“Was that Peter Wilkins you were quoting?” asked Barton, to humor his man.
“Why, no sir; the Bishop was not Peter. Peter Wilkins is the hero of a mere romance, in which, it is true, we meet with women—Goories he calls them—endowed with the power of flight. But they were born so. We get no help from Peter Wilkins: a mere dreamer.”
“It doesn’t seem to be so easy as the Bishop fancies?” remarked Barton, leading him on.
“No, sir,” cried Winter, all his aches and pains forgotten, and his pale face flushed with the delight of finding a listener who did not laugh at him. “No, sir; the Bishop, though ingenious, was not a practical man. But look at what he says about the weight of your flying machine! Can anything be more sensible? Borne out, too, by the most recent researches, and the authority of Professor Pettigrew Bell himself. You remember the iron fly made by Begimontanus of Nuremberg?”
“The iron fly!” murmured Barton. “I can’t say I do.”
“You will find a history of it in Bamus. This fly would leap from the hands of the great Begimontanus, flutter and buzz round the heads of his guests assembled at supper, and then, as if wearied, return and repose on the finger of its maker.”
“You don’t mean to say you believe that?” asked Barton.

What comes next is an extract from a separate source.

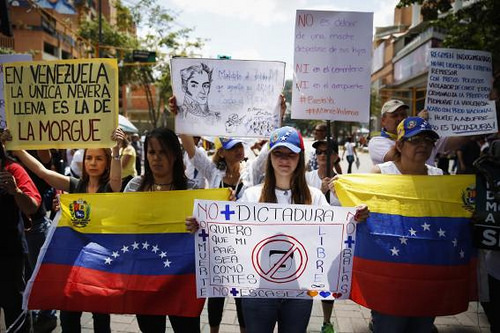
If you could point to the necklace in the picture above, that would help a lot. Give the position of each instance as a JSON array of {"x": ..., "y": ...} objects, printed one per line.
[
  {"x": 159, "y": 187},
  {"x": 285, "y": 190}
]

“Why not, sir; why not? Did not Archytas of Tarenturn, one of Plato’s acquaintances, construct a wooden dove, in no way less miraculous? And the same Regimontanus, at Nuremberg, fashioned an eagle which, by way of triumph, did fly out of the city to meet Charles V. But where was I? Oh, at Bishop Wilkins. Cardan doubted of the iron fly of Regimontanus, because the material was so heavy. But Bishop Wilkins argues, in accordance with the best modern authorities, that the weight is no hindrance whatever, if proportional to the motive power. A flying machine, says Professor Bell, in the Encyclopodia Britannica—(you will not question the authority of the Encyclopodia Britannica?)—a flying machine should be ‘a compact, moderately heavy, and powerful structure.’ There, you see, the Bishop was right.”
“Yours was deuced powerful,” remarked Barton. “I did not expect to see two limbs of you left together.”
“It is powerful, or rather it was,” answered Winter, with a heavy sigh; “but it’s all to do over again—all to do over again! Yet it was a noble specimen. ‘The passive surface was reduced to a minimum,’ as the learned author in the Encyclopodia recommends.”